Too often a startup entrepreneur starts a new business based on an intuitive insight about an emerging market. To raise an initial round of capital, investors require a long-term business plan with a multi-year financial forecast. Once this looks compelling, the investors write their checks.
The leading evangelist of the lean startup movement, Stanford Professor Steve Blank, anticipates that happens next: "Business plans rarely survive first contact with customers." The entrepreneur finds that some of her assumptions aren't correct, but she's now out of cash. So she revises her business plan and goes back to her investors for more money. They're none too happy but begrudgingly invest more. Then rinse and repeat. Months later the entrepreneur is still finding her way in the market. Out of cash once more, the entrepreneur revises her business plan again. This time the investors balk. The first two plans failed, so the entrepreneur's credibility is shredded.
A similar result occurs if the entrepreneur finds a corporate partner. Corporations have to make large bets to be worth the trouble. So the executive team vets the entrepreneur's detailed, multi-year plan with the operationally excellent, data-driven management tools that work so well in the existing business. This is signed off by multiple layers of management. It doesn't take long to find out that some of the assumptions are off, but the plan is locked in by the big commitment and management sign offs. Now nary can an executive be found who thought this was a good idea as fingers point in anticipation of heads rolling.
The lean startup is an entirely different approach. It acknowledges, as Blank does, that "no one other than venture capitalists and the former Soviet Union requires five year plans to forecast complete unknowns." All involved must acknowledge that at the beginning the entrepreneur doesn't have a business plan, but a business hypothesis.
Startups are not small versions of large corporations. Existing businesses execute a business model. Startups discover one. The lean startup is a systematic, robust process for testing and validating assumptions about how to provide what customers really want. The entrepreneur needs investors or corporate partners willing to fund this discovery process -- the scientific method applied to business models.
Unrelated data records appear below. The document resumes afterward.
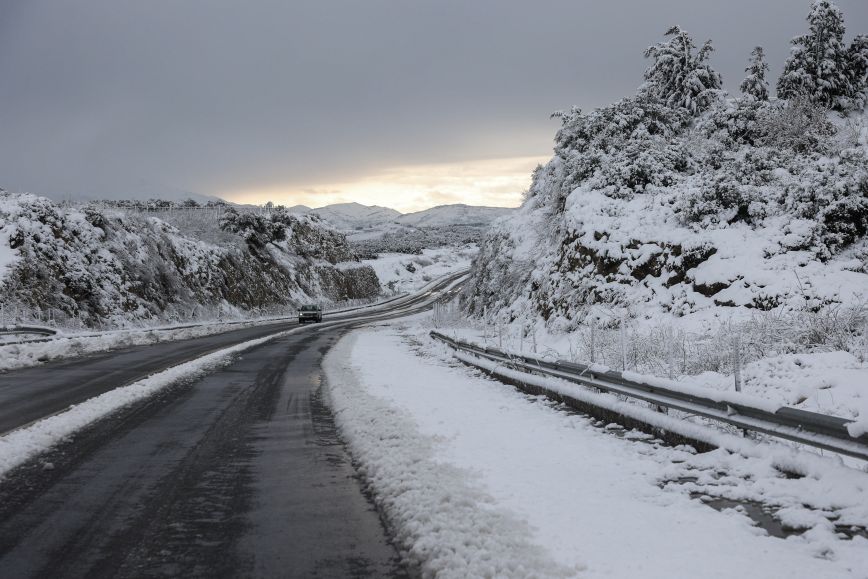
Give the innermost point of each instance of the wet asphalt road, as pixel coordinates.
(237, 474)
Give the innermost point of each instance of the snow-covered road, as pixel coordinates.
(479, 479)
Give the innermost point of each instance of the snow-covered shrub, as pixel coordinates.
(659, 209)
(679, 77)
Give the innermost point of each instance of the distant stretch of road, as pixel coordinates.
(238, 473)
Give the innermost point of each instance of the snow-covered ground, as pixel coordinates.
(403, 273)
(481, 480)
(25, 443)
(834, 382)
(22, 355)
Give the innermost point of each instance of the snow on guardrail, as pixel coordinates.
(744, 412)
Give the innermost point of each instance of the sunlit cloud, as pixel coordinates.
(494, 182)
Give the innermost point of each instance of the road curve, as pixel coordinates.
(239, 473)
(32, 393)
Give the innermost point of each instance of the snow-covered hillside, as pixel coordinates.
(350, 216)
(371, 220)
(84, 265)
(459, 214)
(683, 209)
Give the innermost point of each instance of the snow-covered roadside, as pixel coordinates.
(25, 354)
(833, 382)
(22, 355)
(401, 272)
(23, 444)
(585, 497)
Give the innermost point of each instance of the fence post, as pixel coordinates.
(623, 344)
(593, 341)
(736, 361)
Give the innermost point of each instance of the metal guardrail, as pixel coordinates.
(801, 426)
(28, 330)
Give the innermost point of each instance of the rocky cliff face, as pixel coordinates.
(108, 266)
(646, 213)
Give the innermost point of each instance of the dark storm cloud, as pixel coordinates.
(104, 96)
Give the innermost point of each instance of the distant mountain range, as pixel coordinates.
(355, 216)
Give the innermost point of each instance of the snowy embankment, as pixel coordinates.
(826, 382)
(25, 354)
(480, 480)
(21, 445)
(402, 273)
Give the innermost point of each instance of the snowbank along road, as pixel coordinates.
(236, 473)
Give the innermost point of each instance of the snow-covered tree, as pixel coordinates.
(857, 58)
(680, 76)
(818, 65)
(755, 86)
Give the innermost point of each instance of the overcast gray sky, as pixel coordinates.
(399, 102)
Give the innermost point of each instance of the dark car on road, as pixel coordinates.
(309, 313)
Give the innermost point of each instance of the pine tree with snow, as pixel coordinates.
(817, 67)
(755, 86)
(681, 77)
(857, 58)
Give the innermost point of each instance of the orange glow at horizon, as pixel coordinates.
(494, 182)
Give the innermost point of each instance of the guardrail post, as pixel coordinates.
(623, 344)
(593, 341)
(736, 361)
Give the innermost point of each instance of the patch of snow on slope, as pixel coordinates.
(23, 444)
(349, 216)
(458, 214)
(402, 273)
(583, 493)
(445, 526)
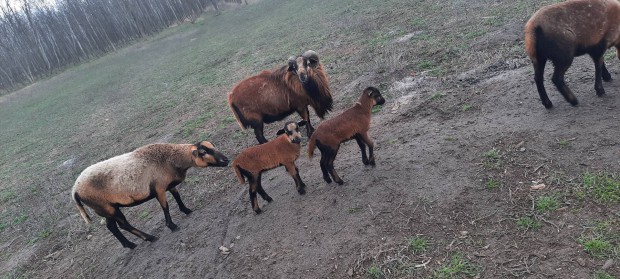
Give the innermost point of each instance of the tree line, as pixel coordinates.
(37, 39)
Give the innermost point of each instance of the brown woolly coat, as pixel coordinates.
(343, 127)
(128, 179)
(577, 24)
(266, 156)
(279, 93)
The seed capital should be enough to fund the first phase of experiments, where the entrepreneur meets with prospective customers and vendors to test her hypothesis. While as expected some assumptions prove inaccurate, she discovers what is true in the marketplace and revises her hypothesis. Pleased with her progress, the investors agree to fund enough for the next phase of more narrowly focused experiments. After several iterations, the entrepreneur has sufficient validation to recruit a proven team and raise a large round of capital to shift from discovery to execution of a scalable business model. Even though the business the entrepreneur ends up with is profoundly different than the entrepreneur's original intuition, investors are thrilled with her success.
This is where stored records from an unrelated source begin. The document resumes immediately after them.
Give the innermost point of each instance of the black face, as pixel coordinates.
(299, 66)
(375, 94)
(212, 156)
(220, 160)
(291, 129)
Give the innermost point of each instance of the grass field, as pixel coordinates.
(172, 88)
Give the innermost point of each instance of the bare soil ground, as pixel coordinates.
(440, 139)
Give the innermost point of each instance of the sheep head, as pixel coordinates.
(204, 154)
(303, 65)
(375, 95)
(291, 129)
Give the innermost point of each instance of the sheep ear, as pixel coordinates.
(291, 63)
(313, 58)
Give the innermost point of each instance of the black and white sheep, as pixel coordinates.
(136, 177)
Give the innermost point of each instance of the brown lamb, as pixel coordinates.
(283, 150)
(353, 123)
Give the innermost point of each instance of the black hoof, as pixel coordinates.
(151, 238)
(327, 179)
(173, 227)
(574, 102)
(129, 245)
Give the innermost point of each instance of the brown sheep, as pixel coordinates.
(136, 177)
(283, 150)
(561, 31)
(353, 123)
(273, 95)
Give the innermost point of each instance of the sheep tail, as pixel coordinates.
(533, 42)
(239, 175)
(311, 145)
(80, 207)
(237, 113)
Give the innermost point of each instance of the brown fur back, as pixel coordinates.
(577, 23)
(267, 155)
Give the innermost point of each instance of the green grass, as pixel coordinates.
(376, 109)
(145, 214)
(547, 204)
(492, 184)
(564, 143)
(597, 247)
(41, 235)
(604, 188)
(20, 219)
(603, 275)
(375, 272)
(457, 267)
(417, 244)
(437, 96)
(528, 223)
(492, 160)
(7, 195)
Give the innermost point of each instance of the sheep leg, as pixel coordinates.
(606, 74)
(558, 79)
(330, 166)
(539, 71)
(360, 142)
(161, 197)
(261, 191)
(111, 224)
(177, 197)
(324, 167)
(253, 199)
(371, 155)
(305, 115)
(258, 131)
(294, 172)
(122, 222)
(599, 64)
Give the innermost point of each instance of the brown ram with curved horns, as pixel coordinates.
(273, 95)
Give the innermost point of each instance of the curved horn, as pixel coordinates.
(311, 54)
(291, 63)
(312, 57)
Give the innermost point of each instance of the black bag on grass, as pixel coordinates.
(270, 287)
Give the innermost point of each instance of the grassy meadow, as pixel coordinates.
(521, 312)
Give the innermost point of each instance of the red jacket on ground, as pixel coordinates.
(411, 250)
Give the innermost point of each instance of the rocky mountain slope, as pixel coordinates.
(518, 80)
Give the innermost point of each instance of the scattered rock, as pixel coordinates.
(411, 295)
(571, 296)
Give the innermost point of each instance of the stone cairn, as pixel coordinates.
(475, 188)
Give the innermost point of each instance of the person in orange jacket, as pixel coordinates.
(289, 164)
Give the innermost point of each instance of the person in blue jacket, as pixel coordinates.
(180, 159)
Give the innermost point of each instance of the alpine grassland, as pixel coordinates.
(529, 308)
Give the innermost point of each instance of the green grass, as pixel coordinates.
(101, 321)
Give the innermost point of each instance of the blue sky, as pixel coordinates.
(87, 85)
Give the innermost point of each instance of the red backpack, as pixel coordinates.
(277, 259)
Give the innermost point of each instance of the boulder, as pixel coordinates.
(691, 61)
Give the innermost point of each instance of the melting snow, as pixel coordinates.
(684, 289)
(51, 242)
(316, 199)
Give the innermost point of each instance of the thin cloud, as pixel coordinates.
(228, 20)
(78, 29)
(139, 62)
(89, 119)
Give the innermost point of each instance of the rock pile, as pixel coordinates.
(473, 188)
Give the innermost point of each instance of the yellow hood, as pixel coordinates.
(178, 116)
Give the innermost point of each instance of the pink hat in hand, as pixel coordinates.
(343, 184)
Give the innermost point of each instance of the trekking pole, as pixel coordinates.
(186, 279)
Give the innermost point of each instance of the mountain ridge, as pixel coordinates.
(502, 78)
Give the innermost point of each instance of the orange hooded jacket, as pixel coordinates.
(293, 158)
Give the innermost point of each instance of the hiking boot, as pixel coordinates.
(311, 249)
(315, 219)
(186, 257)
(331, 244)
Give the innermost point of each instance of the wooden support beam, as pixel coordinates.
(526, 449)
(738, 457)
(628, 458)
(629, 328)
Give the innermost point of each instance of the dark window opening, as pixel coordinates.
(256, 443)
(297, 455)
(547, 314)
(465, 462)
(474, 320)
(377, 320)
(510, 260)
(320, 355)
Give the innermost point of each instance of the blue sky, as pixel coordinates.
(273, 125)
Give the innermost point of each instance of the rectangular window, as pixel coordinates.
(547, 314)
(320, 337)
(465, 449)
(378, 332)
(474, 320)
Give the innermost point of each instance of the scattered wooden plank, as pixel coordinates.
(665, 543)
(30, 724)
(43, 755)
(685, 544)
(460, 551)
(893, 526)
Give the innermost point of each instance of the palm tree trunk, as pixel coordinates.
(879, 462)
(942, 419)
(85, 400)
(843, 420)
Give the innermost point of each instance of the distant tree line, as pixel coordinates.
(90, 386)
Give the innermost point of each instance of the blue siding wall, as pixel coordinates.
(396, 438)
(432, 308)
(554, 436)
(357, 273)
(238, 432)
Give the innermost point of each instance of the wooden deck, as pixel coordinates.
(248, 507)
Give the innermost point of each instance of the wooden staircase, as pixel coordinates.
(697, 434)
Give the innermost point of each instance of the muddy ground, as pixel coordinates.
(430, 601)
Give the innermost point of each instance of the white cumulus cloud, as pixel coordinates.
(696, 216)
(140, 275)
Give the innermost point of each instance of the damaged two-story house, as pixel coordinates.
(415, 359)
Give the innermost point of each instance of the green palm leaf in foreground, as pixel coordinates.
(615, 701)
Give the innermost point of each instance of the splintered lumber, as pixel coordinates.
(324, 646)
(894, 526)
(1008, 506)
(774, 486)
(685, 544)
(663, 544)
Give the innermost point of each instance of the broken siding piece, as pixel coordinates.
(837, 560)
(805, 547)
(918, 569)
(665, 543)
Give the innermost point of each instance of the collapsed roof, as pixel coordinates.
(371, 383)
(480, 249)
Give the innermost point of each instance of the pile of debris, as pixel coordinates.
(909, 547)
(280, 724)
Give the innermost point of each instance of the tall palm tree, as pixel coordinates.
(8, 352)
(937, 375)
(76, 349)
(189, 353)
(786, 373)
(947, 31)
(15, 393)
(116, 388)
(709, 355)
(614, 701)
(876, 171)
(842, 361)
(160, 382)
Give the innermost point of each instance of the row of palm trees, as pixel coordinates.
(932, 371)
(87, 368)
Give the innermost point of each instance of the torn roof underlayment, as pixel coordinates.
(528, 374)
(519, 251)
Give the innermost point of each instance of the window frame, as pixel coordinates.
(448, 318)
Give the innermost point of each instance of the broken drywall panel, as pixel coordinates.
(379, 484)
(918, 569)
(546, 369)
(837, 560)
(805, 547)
We need to nurture a community of entrepreneurs, investors, universities and corporations well versed in lean startup principles. Investors too often ask startup entrepreneurs what revenue will be in five years. Investors need to let the entrepreneurs know what they would like for revenue to be so entrepreneurs can plug that into their spreadsheets. Not only don't startup entrepreneurs know what their businesses will be years out, it is unknowable. There is no way entrepreneurs can account for all the serendipitous connections that will cause their businesses to morph in unpredictable ways. Forcing entrepreneurs to write the great American novel is a waste of time and resources.
A long-time corporate VP of Research client frequently emphasizes he can't invest millions of dollars in every early idea I bring him. Instead of placing big bets on a few ideas, a corporation should make small investments in a portfolio of early ideas aligned with their priorities. Then cull many of the ideas after the first milestone and invest a larger amount in the rest. After several rounds, the corporation has invested most of its resources in the winners without knowing at the beginning who the winners will be.